We can see index 2 has a value of “elite_player_admin” this is what we’ll pass to the remove_menu_page function.

Putting it all together

function theme_hide_menu_items() {
    remove_menu_page( 'options-general.php' ); // Remove WordPress settings menu
    remove_menu_page( 'elite_player_admin' );
}

add_action('admin_init', 'theme_hide_menu_items'), 999);
add_action('admin_menu', 'theme_hide_menu_items', 999);

Now, here is where things get interesting. Most examples you will encounter only use the admin_init hook, but I also had to use the admin_menu hook to get items to remove. Even though I had a massive priority of 999, some items were stubborn and adding that second action hook removed them. Try just using one or the other first, my problem was probably something else and I used a machine gun to hammer in some nails.

Removing menu items based on user

This is a super-specific use case, but I had a site where only a particular user could see specific items. I could have used custom permissions/roles, but as you might be aware, that is a lot of messing around. I just wanted to remove menu items if the user wasn’t admin-user in your case, it might be one or more users.

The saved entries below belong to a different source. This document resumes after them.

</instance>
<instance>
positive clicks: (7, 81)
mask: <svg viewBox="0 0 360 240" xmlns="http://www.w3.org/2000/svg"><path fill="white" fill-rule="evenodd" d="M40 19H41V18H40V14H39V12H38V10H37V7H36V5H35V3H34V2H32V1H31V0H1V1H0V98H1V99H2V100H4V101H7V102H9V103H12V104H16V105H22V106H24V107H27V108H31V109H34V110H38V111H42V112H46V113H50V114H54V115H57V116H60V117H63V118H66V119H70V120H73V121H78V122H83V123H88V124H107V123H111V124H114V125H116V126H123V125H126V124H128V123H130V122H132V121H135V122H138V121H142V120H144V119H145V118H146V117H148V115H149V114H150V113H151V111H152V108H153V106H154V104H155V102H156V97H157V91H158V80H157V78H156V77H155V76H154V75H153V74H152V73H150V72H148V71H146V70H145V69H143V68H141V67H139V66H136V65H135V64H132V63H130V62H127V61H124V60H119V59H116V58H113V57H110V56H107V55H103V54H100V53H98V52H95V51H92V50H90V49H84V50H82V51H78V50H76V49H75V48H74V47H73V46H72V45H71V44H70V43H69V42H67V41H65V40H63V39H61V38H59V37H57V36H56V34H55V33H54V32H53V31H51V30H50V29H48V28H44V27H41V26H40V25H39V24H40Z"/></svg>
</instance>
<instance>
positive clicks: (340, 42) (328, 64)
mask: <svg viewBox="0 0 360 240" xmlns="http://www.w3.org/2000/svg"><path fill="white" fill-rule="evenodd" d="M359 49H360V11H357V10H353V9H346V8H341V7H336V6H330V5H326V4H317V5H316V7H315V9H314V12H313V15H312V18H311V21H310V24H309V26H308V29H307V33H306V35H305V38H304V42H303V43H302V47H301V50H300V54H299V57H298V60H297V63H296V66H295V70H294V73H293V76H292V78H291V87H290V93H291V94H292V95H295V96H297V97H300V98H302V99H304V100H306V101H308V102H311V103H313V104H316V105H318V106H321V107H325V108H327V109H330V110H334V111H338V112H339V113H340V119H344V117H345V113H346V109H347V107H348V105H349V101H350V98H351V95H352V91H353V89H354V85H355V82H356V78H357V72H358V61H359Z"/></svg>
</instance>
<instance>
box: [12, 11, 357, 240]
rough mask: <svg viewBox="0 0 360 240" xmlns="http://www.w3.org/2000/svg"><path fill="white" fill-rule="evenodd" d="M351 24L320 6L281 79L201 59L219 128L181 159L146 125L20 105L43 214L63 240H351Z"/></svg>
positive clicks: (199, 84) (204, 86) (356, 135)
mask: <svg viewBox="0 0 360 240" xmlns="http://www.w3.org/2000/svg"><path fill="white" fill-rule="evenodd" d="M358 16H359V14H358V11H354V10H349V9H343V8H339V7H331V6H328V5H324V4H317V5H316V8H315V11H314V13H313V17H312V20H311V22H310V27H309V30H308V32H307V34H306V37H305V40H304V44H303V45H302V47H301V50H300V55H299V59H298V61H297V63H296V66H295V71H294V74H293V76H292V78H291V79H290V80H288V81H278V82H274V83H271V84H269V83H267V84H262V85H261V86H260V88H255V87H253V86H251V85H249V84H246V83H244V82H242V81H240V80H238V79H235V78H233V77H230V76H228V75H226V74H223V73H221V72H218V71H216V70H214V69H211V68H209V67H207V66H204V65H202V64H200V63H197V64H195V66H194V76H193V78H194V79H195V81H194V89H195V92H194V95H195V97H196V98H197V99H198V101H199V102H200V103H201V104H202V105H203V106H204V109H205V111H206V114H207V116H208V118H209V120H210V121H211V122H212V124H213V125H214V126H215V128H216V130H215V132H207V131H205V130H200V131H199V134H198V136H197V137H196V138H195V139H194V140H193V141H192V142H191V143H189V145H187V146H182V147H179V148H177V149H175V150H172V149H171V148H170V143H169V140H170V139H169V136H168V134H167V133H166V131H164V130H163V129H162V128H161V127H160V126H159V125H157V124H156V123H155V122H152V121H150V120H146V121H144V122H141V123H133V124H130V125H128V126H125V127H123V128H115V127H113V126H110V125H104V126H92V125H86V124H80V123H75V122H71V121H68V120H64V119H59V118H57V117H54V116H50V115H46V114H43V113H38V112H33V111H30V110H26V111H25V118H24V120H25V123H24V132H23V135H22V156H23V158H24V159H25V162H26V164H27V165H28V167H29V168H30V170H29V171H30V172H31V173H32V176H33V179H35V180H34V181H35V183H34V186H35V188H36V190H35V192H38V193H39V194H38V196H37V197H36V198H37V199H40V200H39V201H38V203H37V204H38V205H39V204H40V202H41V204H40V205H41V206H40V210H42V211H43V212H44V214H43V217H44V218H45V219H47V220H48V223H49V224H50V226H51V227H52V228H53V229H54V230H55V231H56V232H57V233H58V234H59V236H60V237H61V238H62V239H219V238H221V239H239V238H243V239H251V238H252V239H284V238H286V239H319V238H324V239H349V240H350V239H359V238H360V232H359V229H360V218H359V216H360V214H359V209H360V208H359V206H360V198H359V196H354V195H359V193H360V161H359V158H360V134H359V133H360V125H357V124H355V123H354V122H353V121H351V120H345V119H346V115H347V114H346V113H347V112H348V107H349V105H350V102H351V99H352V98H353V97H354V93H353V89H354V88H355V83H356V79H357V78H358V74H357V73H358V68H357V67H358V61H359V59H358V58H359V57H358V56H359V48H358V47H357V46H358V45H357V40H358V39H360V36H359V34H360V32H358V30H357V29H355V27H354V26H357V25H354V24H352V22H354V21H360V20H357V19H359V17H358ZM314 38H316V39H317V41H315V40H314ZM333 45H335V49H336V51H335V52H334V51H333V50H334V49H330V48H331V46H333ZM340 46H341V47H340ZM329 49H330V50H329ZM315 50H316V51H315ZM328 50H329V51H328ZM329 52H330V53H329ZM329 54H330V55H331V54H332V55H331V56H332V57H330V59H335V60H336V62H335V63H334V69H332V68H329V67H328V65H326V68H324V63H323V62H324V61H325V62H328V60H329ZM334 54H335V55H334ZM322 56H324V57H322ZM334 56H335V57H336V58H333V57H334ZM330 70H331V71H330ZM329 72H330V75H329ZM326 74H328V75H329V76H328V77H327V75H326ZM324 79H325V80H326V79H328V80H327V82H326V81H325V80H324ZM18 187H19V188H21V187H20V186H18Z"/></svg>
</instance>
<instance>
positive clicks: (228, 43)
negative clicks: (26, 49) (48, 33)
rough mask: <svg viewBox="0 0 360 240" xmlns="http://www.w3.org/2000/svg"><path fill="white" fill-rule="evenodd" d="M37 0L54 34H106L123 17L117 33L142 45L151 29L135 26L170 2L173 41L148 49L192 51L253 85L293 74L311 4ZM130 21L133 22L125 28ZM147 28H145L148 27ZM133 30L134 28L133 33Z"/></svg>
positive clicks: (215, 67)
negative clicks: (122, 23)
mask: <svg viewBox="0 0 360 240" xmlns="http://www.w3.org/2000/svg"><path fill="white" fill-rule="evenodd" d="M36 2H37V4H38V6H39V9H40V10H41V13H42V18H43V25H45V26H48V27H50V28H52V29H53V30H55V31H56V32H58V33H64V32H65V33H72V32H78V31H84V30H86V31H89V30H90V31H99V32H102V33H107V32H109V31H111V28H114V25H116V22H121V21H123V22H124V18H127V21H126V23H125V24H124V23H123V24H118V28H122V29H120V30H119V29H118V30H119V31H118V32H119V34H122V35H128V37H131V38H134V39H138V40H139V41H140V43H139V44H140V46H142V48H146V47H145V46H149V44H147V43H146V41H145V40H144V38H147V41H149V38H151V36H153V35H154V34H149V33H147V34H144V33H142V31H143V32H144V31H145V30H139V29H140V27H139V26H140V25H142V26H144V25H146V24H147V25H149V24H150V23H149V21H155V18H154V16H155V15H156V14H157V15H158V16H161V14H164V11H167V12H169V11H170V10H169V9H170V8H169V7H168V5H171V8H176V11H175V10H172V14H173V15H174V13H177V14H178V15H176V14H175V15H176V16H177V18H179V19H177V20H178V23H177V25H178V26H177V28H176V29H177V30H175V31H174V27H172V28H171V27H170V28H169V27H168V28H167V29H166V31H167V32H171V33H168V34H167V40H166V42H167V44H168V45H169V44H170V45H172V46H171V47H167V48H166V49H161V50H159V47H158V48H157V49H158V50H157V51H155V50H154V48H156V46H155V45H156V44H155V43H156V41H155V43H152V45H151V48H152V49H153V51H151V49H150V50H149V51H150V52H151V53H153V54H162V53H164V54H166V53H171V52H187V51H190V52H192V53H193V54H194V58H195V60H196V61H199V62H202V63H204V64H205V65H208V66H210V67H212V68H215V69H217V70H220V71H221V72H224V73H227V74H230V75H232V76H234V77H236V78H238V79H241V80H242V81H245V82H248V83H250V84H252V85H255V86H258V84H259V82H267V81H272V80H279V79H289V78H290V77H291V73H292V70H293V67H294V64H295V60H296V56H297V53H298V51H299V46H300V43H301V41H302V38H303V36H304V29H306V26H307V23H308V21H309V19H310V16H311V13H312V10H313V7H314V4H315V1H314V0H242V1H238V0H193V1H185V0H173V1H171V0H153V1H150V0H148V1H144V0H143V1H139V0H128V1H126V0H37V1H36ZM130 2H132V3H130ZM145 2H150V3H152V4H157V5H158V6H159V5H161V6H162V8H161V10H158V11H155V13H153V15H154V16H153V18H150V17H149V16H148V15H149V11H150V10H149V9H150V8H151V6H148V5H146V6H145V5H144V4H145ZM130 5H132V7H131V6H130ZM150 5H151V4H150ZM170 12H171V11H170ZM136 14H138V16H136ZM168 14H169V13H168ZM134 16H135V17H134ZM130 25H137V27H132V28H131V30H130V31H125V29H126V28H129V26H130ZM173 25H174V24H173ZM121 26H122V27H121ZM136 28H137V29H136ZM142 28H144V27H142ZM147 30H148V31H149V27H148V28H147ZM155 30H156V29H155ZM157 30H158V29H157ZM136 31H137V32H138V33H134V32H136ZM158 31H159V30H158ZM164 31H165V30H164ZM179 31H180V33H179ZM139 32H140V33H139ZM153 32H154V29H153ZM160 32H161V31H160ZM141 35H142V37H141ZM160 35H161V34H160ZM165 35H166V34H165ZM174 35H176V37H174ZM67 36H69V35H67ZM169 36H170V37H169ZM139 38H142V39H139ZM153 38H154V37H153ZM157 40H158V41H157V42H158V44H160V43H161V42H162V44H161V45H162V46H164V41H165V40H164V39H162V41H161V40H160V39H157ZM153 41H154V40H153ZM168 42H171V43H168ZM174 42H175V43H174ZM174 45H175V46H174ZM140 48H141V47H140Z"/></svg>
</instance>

You could rewrite this to check permissions/roles if you prefer, but this worked for my use case, even if it isn’t the right way to go about it.

function theme_hide_menu_items() {
  	$user = wp_get_current_user();
  
    if ($user->user_login != 'admin-user') {
    	remove_menu_page( 'options-general.php' ); // Remove WordPress settings menu
    	remove_menu_page( 'elite_player_admin' );
    }
}

add_action('admin_init', 'theme_hide_menu_items'), 999);
add_action('admin_menu', 'theme_hide_menu_items', 999);

Hopefully, this helped and inspired you.